Press Release: Leading EU Sustainable Finance Think Tank outraged by Germany’s move to kill EU Supply Chain Law
February 6, 2024
Today, Germany performed a U-turn on the Corporate Sustainability Due Diligence Directive (CSDDD): The German Liberals have managed to convince the entire German government to kill the so-called “EU Supply Chain Law” through the backdoor after a final compromise had already been found among EU legislators before Christmas. What could be a truly historic agreement, could now turn into a nightmare for nature, people and businesses, says leading EU Sustainable Finance Think Tank Climate & Company.

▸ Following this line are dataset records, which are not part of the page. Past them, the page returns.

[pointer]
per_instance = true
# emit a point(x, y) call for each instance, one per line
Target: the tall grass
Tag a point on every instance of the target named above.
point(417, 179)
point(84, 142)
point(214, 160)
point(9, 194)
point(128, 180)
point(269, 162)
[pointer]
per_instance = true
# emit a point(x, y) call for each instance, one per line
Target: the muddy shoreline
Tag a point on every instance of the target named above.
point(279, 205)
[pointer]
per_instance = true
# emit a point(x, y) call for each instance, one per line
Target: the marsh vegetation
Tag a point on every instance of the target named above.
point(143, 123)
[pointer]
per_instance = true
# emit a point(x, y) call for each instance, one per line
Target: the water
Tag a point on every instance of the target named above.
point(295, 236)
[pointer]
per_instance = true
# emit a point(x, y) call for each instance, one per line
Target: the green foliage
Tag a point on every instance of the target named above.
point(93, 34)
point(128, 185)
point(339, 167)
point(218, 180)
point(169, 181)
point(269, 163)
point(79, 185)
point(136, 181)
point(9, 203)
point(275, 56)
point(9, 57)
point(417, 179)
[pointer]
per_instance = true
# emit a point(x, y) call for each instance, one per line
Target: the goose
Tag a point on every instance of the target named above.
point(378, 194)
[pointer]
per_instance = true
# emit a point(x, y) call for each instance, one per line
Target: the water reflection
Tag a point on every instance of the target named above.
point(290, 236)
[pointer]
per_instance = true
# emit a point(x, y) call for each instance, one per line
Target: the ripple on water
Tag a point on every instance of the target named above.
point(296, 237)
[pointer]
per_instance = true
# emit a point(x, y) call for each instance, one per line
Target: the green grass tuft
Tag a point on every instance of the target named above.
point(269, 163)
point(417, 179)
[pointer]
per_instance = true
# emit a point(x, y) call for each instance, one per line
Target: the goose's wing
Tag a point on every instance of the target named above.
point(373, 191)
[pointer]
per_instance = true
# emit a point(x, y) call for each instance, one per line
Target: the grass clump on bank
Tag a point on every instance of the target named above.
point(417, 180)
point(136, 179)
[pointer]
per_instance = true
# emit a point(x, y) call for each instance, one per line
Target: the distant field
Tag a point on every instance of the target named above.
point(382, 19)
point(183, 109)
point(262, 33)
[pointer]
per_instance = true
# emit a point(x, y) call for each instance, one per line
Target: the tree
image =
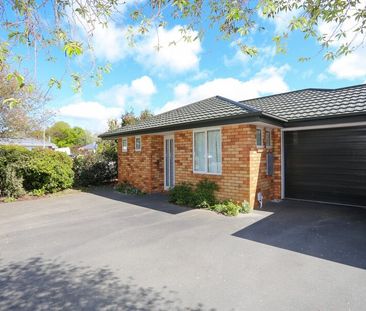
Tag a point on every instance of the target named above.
point(22, 107)
point(70, 25)
point(128, 118)
point(65, 136)
point(145, 115)
point(108, 148)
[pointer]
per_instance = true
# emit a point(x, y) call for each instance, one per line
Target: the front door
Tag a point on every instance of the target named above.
point(168, 162)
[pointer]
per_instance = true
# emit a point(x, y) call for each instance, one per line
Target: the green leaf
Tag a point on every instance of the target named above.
point(11, 102)
point(73, 48)
point(54, 82)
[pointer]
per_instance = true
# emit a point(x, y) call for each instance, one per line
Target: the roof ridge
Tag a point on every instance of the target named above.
point(184, 106)
point(306, 89)
point(238, 104)
point(198, 101)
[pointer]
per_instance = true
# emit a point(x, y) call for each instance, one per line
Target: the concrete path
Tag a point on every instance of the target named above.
point(106, 251)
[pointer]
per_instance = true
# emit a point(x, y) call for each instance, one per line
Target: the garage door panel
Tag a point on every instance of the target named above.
point(326, 165)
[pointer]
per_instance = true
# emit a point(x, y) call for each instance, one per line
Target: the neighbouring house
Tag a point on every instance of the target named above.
point(90, 148)
point(66, 150)
point(308, 144)
point(29, 143)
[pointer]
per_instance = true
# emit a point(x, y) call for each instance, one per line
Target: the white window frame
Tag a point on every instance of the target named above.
point(205, 130)
point(138, 149)
point(259, 129)
point(124, 148)
point(270, 145)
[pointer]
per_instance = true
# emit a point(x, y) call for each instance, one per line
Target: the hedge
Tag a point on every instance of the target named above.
point(94, 169)
point(42, 169)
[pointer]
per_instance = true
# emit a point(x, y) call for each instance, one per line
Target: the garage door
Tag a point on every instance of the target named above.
point(326, 165)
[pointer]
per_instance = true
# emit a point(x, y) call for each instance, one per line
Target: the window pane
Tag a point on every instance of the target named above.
point(214, 151)
point(138, 143)
point(259, 137)
point(124, 144)
point(199, 151)
point(268, 138)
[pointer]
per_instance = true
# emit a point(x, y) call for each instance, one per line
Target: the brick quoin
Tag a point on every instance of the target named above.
point(243, 164)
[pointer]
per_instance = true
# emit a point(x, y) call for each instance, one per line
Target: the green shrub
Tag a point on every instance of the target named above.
point(37, 192)
point(182, 194)
point(126, 188)
point(228, 208)
point(9, 199)
point(20, 168)
point(48, 170)
point(200, 196)
point(93, 169)
point(245, 207)
point(204, 194)
point(11, 185)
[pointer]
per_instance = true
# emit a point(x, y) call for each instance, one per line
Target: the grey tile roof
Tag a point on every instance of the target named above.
point(204, 110)
point(291, 106)
point(313, 103)
point(26, 142)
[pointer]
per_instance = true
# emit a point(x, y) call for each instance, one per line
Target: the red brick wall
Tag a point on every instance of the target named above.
point(234, 180)
point(270, 186)
point(143, 169)
point(243, 164)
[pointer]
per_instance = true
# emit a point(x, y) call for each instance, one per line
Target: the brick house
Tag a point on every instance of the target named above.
point(308, 144)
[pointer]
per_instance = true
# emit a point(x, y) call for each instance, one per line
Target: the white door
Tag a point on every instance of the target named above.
point(168, 162)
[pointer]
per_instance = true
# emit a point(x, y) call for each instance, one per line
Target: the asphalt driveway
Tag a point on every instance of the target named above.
point(105, 251)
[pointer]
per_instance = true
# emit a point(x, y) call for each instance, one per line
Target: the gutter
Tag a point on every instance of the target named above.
point(244, 118)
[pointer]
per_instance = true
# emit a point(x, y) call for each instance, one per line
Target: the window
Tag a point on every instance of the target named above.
point(124, 144)
point(138, 143)
point(269, 164)
point(268, 138)
point(259, 138)
point(207, 151)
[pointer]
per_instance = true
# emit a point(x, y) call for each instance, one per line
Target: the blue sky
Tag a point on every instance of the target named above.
point(143, 77)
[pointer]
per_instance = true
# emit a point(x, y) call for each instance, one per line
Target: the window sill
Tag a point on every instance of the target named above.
point(207, 173)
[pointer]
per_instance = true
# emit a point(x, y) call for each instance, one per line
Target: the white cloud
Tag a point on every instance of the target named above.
point(110, 43)
point(90, 110)
point(177, 57)
point(267, 81)
point(265, 56)
point(111, 103)
point(281, 20)
point(91, 115)
point(351, 66)
point(137, 94)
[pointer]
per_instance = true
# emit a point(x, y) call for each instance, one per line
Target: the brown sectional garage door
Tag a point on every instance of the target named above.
point(326, 165)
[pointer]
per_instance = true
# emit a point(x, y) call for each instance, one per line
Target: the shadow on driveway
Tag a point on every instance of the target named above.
point(157, 201)
point(335, 233)
point(36, 284)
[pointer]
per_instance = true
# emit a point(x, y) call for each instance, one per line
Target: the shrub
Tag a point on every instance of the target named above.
point(48, 170)
point(11, 185)
point(182, 194)
point(245, 207)
point(200, 196)
point(37, 192)
point(126, 188)
point(228, 208)
point(20, 168)
point(204, 194)
point(93, 169)
point(9, 199)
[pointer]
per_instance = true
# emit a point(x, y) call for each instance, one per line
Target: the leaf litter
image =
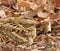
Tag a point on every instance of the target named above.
point(29, 25)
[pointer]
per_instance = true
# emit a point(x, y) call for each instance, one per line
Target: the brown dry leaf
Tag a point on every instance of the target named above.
point(8, 2)
point(27, 4)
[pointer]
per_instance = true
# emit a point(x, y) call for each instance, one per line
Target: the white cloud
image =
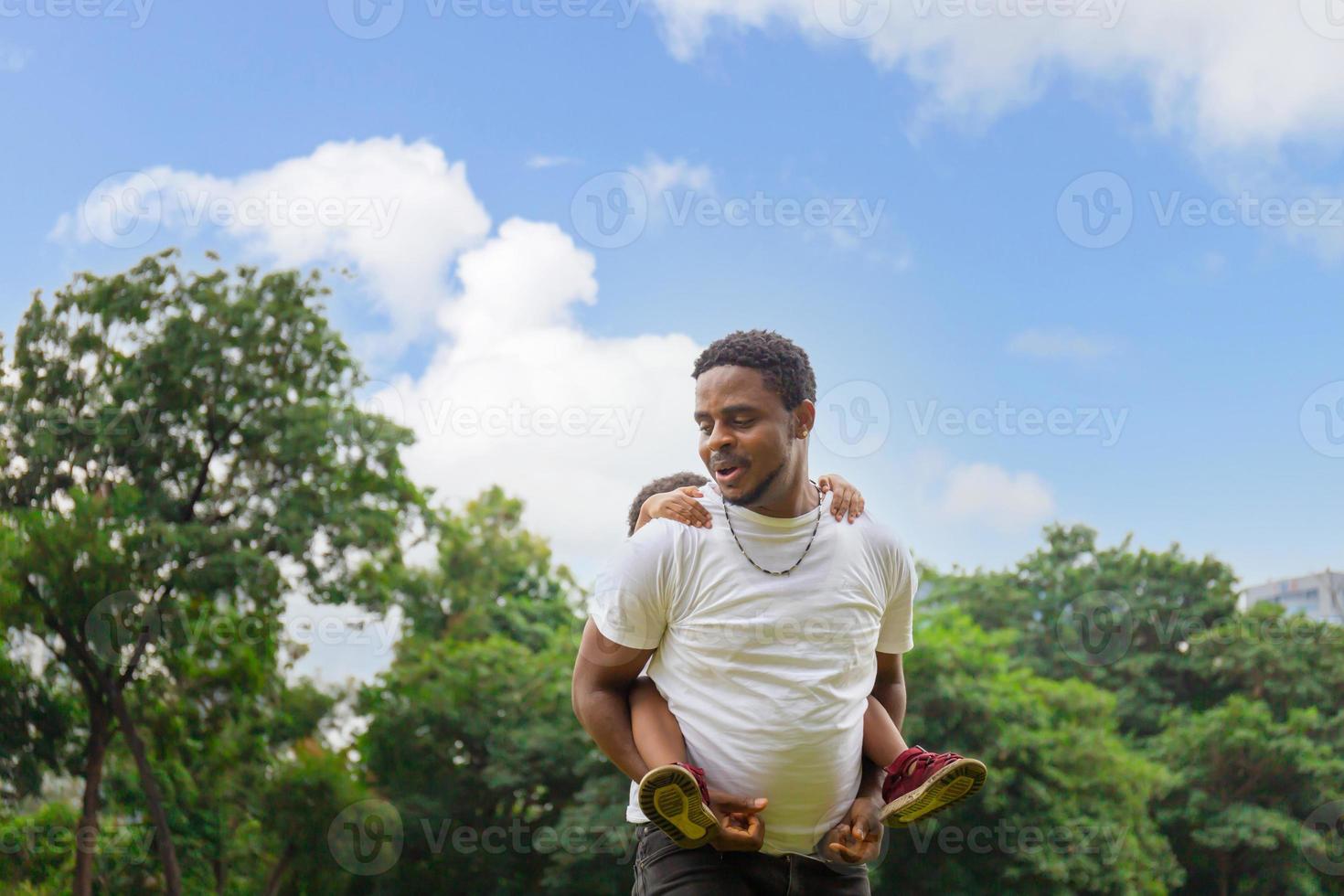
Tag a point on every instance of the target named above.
point(1062, 341)
point(519, 395)
point(398, 212)
point(1200, 62)
point(659, 175)
point(992, 496)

“Under the guise of protecting German businesses, the German Liberals have decided to derail what could be one of the most effective levers to addressing environmental and social impacts globally, while actually creating a level playing field for businesses across Europe”, says Ingmar Juergens, CEO of Climate & Company. An EU Supply Chain Law would oblige companies to identify and minimise their negative impacts on human rights and the environment through their value chain. While Germany’s position does not define the results of the upcoming Council’s vote this Friday, this is a signal for other ambivalent Member States to follow suit.

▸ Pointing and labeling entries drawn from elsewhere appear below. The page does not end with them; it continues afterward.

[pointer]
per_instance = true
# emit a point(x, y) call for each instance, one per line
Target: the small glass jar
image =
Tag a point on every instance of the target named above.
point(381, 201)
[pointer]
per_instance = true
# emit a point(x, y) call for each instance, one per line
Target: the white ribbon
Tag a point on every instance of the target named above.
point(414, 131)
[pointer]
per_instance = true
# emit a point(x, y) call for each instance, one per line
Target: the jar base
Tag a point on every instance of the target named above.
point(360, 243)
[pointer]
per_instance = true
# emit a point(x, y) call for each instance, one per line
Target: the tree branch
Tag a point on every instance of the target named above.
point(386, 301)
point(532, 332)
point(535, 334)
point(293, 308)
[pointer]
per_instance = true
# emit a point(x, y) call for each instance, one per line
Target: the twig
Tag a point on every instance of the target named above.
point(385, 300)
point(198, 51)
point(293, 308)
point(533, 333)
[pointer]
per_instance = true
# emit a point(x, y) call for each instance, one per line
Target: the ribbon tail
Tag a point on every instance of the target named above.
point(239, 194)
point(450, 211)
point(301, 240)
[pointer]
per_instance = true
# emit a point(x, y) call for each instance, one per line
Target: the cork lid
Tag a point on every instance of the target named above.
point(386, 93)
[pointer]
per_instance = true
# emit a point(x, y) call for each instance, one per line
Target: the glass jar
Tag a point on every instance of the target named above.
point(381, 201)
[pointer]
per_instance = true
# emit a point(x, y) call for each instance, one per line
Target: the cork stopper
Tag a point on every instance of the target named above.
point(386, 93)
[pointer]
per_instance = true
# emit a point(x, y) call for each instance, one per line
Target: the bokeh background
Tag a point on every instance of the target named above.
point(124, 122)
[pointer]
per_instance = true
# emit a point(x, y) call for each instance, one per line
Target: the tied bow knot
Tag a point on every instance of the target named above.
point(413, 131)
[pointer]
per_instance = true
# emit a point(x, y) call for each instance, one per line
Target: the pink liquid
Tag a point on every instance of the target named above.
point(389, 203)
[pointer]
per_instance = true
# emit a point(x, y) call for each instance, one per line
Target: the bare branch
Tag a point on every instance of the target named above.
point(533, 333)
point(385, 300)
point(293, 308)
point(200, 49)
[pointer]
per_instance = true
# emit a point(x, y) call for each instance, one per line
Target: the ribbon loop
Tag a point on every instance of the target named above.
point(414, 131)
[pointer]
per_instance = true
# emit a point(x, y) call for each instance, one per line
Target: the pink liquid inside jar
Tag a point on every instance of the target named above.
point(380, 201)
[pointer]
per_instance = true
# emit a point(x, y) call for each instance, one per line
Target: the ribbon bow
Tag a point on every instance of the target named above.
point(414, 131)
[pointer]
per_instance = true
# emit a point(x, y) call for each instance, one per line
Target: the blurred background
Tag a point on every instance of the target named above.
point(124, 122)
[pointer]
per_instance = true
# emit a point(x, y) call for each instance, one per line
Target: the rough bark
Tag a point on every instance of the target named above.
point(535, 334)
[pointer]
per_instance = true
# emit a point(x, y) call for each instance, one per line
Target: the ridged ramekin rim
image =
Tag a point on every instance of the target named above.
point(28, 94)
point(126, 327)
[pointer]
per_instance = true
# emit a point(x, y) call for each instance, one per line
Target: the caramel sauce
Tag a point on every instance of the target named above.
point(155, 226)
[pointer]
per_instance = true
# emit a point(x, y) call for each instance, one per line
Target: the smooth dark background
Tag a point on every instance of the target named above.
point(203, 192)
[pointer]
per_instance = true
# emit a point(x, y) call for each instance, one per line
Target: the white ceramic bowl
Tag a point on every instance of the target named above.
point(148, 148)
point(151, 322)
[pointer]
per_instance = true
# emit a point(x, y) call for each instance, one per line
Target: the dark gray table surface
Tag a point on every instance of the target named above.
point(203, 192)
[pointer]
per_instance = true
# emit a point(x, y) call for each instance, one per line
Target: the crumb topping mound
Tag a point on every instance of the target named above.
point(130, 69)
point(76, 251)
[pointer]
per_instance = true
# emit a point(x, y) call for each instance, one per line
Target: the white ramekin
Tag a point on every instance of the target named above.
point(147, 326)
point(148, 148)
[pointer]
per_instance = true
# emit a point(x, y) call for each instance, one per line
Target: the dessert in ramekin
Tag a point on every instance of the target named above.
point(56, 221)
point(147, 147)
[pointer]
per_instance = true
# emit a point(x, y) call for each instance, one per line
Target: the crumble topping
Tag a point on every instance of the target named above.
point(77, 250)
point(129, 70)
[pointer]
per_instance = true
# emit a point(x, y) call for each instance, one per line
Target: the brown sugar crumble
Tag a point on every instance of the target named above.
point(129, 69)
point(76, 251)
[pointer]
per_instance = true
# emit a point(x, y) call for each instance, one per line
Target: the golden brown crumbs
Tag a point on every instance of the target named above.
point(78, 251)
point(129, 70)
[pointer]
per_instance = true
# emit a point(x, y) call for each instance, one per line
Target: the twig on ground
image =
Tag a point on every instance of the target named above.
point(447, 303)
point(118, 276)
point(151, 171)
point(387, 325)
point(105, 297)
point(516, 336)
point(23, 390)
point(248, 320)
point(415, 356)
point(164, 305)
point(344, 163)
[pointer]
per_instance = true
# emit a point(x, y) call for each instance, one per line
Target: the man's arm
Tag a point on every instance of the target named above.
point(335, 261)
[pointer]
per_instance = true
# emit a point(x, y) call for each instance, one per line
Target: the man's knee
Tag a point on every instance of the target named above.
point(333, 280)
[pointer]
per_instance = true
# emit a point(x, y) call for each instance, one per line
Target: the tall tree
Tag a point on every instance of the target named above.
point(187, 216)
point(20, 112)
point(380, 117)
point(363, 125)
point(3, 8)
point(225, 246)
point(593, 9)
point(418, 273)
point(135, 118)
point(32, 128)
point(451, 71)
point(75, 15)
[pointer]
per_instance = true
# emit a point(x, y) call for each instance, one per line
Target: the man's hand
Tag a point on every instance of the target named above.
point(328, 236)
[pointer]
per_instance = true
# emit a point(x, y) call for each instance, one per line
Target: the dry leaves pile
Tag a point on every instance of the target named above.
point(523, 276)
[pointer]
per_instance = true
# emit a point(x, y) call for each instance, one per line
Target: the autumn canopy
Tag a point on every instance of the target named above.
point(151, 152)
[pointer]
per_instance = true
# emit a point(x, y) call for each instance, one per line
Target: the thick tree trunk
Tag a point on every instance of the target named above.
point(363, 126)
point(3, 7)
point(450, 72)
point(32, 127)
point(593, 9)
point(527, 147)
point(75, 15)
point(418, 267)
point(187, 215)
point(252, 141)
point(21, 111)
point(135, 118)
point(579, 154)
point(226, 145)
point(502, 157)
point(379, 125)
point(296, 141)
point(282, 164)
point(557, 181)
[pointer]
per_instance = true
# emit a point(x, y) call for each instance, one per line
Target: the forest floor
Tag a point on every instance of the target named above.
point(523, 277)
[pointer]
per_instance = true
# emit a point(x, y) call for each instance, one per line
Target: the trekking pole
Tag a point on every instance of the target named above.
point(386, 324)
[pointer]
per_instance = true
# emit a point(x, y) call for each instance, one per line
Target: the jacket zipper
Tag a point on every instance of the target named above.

Without the CSDDD, businesses would face divergent obligations in each EU Member State. “This would be a relief only to those who do not give a toss about slave labour and rainforest destruction, but a slap in the face for most companies and voters out there, who happen to care about it”, the think-tank’s lead analyst on the CSDDD Louise Simon says. But the serious social and environmental concerns aside: no CSDDD means no coherent framework. Companies will now be confronted with the complexity of non-aligned national obligations. “What businesses and financial institutions get is a bureaucratic spaghetti that diminishes their competitiveness”, Louise Simon adds. We rely on other EU Member States to be more rational than their German counterparts and act in the interest of their businesses. Now more than ever, we need all other EU Member States to vote in favour of supply chains which protect human rights and the environment.

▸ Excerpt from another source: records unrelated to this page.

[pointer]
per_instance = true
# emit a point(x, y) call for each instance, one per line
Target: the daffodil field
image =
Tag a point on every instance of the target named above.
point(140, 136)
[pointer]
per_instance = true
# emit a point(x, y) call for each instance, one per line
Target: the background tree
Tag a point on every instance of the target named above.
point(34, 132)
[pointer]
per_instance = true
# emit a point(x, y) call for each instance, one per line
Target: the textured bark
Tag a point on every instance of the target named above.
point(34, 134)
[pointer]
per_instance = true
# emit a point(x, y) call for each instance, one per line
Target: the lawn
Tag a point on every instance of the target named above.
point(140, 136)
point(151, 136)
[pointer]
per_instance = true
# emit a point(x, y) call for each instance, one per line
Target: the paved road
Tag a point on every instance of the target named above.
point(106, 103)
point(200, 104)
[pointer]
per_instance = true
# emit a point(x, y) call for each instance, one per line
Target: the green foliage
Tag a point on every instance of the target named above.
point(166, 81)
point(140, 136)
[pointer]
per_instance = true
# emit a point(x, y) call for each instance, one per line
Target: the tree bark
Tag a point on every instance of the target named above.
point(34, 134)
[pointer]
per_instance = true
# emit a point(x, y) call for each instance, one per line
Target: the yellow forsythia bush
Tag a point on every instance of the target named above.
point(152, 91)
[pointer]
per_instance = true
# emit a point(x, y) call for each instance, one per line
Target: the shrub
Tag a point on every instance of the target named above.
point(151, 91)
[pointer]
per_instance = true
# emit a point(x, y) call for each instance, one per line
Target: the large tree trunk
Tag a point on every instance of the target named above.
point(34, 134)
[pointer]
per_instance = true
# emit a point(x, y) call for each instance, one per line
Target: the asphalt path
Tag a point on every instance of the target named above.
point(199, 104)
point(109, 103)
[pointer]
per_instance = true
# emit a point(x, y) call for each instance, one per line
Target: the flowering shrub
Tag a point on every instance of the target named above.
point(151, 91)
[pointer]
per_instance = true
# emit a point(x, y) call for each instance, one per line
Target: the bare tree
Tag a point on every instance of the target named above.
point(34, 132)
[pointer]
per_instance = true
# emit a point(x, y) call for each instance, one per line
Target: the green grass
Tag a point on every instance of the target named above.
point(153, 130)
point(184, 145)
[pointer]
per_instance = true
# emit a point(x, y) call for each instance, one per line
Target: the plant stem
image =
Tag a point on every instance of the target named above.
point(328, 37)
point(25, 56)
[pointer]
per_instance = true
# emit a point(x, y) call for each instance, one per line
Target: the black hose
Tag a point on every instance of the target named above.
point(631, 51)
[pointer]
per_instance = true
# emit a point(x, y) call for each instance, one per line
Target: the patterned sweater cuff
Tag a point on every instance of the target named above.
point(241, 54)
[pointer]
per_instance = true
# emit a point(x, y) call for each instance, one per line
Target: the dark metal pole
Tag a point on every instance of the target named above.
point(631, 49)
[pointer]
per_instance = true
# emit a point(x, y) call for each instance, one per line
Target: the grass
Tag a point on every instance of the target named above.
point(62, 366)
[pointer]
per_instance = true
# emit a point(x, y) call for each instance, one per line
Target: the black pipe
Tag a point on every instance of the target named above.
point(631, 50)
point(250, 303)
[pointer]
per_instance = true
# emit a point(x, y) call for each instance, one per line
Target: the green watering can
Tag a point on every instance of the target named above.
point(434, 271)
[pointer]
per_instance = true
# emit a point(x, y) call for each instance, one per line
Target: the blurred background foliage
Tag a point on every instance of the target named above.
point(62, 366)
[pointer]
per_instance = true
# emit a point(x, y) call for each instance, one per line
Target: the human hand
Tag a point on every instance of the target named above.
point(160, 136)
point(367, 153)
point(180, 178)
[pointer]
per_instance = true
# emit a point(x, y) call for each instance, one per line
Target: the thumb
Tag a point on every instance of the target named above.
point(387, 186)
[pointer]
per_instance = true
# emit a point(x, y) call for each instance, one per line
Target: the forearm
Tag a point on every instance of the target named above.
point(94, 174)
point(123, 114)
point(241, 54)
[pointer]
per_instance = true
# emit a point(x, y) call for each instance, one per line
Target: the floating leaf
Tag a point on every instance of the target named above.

With their decision, “the German government is not only slamming the door on EU environmental ambition but is also voluntarily missing the opportunity to set a global benchmark for building sustainable and resilient supply chains”, says Juergens. “The EU Supply Chain Law, by creating one coherent set of rules, would ease the transition to sustainable business practices also for non-EU companies in our supply chains.”
“We cannot help but express our disappointment at yet another coup by the German Liberals to derail crucial EU legislation, slamming collaborative EU policymaking. This decision brings back dark memories of Germany’s last-minute U-turn on the combustion engine phase out in 2023”, Juergens concluded.